Critical reception to Pratt's works was mixed during his lifetime. His scandalous "sham marriage" and the public furore over his "unnatural and shocking" novel The Pupil of Pleasure damaged his reputation, giving him a 'dubious moral character' which deterred respectable readers. His poem Sympathy, however, was noted for its 'feeling, energy and beauty' and the Gentleman's Magazine remarked
"It is a just tribute to his character to say that all his works strongly tended to promote the interests of benevolence and virtue. Though his literary fame has been somewhat overcast by the extraordinary success of several contemporary poets, yet it is probable that many of his works will be admired when most of theirs has sunk into oblivion."
 However the same publication also noted that "his chief error was not knowing how to check the exuberance of his feeling and imagination; and therefore he sometimes diffused his sentiments to a tedious extent." Charles Lamb lambasted his Gleanings as "A wretched assortment of vapid feelings", although the same volume was popular enough with readers to pass through many editions. The London Magazine said of The Tutor of Truth, "We can recommend this sprightly and at the same time instructive romance in the warmest terms." The Catalogue of Five Hundred Authors Now Living (1788) summarised his works with the succinct phrase "There are people now living who believe that they possess a degree of merit."

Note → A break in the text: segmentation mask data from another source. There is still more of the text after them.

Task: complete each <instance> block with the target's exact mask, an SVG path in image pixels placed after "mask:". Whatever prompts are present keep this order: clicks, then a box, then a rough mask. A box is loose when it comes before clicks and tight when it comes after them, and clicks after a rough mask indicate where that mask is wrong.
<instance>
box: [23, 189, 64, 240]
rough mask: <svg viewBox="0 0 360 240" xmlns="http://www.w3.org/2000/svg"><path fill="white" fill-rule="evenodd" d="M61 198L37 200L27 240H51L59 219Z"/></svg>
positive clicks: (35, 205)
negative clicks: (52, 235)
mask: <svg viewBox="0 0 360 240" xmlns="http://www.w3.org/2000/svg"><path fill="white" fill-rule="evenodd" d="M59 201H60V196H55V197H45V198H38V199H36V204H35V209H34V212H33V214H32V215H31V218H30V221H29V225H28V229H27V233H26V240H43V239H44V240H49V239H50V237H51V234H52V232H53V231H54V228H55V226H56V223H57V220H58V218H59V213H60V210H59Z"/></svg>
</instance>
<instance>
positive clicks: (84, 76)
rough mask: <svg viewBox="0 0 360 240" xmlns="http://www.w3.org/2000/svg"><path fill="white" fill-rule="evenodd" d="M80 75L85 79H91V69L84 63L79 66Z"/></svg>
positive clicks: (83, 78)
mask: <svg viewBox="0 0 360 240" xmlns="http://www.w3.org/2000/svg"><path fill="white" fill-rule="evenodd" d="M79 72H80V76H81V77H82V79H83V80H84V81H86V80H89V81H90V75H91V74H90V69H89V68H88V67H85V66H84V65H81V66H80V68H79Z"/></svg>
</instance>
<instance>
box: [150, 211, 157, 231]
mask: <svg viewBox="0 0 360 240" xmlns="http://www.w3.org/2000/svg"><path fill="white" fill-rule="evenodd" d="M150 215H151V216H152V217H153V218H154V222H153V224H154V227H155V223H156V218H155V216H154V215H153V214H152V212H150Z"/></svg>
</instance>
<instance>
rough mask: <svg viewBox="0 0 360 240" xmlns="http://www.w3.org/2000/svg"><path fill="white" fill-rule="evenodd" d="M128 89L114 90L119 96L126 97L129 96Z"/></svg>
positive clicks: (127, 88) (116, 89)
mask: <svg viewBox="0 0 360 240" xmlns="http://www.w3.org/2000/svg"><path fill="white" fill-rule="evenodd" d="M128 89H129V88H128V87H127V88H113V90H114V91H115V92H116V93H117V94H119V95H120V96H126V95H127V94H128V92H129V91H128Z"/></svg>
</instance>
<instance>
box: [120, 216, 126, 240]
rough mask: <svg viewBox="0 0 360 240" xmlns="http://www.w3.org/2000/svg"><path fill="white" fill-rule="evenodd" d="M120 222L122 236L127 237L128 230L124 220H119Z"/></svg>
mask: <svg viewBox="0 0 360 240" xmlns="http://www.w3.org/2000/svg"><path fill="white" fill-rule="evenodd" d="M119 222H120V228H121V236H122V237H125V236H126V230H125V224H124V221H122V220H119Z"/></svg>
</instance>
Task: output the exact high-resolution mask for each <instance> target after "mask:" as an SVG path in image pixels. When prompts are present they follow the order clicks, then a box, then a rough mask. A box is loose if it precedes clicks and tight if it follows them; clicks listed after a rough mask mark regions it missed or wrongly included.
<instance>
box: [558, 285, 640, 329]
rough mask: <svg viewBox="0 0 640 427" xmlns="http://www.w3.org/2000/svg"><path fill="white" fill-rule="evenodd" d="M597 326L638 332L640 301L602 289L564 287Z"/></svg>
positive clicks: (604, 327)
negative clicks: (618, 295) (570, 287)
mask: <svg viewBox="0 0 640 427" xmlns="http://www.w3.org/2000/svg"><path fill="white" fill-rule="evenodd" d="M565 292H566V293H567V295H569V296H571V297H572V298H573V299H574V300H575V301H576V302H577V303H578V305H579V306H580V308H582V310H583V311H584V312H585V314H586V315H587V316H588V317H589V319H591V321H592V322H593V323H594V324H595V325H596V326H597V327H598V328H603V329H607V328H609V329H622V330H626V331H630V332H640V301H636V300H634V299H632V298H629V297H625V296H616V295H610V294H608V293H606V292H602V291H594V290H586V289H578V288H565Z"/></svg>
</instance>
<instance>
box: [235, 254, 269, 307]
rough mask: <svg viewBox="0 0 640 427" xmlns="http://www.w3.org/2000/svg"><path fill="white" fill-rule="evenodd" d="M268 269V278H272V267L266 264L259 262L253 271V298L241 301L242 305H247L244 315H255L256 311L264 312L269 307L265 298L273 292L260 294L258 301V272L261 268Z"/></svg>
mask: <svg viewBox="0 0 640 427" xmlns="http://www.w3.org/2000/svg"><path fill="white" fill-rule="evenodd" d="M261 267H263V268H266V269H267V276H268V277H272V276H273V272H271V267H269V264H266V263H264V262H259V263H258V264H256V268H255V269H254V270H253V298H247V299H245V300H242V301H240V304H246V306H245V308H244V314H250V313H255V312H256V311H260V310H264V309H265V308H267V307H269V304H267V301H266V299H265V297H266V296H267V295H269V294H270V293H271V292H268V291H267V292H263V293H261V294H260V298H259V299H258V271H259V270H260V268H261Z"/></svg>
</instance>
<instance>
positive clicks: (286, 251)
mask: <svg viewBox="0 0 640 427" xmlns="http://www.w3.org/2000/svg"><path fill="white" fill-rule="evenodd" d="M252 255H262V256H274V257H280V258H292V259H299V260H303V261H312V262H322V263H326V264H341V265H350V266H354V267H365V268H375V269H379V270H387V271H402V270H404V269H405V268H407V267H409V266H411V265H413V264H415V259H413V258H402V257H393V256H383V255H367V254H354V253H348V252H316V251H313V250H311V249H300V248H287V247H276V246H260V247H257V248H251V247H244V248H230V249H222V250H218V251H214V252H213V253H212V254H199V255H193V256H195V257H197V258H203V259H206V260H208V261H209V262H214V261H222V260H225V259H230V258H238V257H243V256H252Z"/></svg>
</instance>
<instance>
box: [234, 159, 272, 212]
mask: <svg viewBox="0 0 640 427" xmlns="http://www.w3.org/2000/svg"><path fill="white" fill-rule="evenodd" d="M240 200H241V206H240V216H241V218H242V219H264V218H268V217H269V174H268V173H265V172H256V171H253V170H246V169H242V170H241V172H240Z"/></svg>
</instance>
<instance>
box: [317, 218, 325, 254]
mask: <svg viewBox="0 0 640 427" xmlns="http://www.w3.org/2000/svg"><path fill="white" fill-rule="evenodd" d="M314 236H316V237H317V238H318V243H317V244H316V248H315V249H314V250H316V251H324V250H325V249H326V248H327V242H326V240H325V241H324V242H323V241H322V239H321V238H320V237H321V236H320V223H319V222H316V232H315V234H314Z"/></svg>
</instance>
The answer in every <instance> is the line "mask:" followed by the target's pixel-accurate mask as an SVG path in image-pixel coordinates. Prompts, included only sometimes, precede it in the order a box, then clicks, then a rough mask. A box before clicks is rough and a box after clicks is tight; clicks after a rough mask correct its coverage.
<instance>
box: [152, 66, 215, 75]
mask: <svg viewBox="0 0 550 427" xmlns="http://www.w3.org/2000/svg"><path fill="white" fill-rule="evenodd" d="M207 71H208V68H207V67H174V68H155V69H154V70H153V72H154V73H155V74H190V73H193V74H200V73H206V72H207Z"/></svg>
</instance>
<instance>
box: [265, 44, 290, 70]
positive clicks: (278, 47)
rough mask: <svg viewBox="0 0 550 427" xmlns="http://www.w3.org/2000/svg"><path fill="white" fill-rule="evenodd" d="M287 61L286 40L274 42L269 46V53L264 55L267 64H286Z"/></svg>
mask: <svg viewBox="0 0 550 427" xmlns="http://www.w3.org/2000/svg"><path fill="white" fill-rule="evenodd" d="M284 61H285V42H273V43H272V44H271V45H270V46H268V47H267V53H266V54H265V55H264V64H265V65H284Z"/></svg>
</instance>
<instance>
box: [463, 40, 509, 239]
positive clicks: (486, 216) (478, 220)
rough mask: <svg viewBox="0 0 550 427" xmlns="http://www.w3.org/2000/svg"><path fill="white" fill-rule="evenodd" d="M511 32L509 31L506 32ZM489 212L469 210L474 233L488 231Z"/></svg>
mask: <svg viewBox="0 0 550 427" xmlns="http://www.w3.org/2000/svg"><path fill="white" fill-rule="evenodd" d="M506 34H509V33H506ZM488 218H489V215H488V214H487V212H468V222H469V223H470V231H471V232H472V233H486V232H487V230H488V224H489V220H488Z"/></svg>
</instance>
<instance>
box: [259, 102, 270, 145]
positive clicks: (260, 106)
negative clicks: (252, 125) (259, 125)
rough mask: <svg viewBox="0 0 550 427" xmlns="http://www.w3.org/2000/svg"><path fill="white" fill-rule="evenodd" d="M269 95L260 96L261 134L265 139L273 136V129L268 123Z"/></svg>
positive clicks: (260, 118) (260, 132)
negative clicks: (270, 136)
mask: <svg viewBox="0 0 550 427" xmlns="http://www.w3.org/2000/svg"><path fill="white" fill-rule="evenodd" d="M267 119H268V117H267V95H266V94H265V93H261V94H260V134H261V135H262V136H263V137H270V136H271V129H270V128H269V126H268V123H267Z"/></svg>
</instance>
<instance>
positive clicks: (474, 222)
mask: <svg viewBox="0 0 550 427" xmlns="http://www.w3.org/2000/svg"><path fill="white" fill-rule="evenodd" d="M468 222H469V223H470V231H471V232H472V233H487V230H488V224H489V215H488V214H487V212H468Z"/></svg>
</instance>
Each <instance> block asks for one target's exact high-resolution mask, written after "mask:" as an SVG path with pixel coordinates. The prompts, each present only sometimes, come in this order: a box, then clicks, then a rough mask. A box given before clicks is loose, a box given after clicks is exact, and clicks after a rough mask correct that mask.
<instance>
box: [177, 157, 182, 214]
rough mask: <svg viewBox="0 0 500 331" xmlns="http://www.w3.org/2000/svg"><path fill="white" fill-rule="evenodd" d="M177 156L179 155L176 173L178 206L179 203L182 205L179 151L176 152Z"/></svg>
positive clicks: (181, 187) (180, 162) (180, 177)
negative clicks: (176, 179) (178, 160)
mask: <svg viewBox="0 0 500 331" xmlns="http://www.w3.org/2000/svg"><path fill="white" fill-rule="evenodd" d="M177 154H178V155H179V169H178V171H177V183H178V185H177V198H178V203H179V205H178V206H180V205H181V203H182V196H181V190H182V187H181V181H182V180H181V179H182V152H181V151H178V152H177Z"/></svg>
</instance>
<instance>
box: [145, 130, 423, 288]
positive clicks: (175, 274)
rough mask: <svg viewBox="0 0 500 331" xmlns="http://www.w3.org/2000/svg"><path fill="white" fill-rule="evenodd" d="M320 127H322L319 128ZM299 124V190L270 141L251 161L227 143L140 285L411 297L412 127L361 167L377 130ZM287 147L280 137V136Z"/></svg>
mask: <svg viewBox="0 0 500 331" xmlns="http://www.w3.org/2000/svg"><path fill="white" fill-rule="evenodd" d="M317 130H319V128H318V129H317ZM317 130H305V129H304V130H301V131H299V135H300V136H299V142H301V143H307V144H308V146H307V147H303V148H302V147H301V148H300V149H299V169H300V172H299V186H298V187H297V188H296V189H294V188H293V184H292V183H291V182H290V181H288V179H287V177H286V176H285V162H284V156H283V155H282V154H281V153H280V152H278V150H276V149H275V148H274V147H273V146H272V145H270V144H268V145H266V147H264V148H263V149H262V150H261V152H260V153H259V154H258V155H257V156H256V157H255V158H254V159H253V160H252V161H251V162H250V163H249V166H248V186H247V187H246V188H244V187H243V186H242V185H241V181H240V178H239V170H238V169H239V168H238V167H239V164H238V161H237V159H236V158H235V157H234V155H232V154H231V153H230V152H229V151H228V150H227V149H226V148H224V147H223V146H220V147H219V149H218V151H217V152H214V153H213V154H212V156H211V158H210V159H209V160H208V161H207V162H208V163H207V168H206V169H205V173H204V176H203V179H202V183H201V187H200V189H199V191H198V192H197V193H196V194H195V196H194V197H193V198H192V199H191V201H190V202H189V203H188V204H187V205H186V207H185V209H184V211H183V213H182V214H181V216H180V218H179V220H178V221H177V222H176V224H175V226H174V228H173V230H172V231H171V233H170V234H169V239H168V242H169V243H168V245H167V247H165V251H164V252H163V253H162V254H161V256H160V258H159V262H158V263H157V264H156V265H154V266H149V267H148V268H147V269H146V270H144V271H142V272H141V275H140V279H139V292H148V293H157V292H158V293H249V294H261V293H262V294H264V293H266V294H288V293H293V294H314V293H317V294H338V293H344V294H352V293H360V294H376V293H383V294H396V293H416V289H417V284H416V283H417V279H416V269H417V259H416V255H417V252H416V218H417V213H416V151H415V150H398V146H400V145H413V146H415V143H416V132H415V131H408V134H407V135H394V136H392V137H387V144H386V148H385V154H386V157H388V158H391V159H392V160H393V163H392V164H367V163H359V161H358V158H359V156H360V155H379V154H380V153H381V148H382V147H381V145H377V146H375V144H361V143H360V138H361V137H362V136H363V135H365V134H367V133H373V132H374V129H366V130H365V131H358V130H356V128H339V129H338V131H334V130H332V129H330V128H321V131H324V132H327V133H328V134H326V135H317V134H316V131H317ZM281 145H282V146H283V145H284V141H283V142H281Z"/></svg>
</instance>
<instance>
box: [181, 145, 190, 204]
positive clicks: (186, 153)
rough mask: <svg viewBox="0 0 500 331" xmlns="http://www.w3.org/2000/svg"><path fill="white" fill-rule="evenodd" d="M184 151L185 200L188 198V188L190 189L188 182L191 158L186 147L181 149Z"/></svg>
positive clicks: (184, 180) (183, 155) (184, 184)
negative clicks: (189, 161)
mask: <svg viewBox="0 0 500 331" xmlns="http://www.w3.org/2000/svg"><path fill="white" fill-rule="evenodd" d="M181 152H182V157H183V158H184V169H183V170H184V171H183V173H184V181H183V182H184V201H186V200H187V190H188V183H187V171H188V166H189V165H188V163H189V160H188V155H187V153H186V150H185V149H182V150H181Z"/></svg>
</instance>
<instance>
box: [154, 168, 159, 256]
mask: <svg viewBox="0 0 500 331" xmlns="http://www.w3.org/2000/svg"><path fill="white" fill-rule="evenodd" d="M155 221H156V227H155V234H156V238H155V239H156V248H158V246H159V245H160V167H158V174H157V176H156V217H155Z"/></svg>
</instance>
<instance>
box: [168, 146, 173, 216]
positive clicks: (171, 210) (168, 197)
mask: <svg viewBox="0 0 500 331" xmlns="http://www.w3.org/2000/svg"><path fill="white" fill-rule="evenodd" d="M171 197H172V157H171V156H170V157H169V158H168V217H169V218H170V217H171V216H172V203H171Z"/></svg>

The Gentleman's Magazine obituary of Pratt summarised his life with the words "No man who ever attained public distinction was more exempt from envy; and though he may, in the vicissitudes of a life unsupported by fortune and exposed to all the casualties of a precarious subsistence, have fallen into errors, nothing of malice or ill-nature can justly be imputed to him; and as his works are all intended to promote the interests of virtue, none of these errors should be remembered in his epitaph."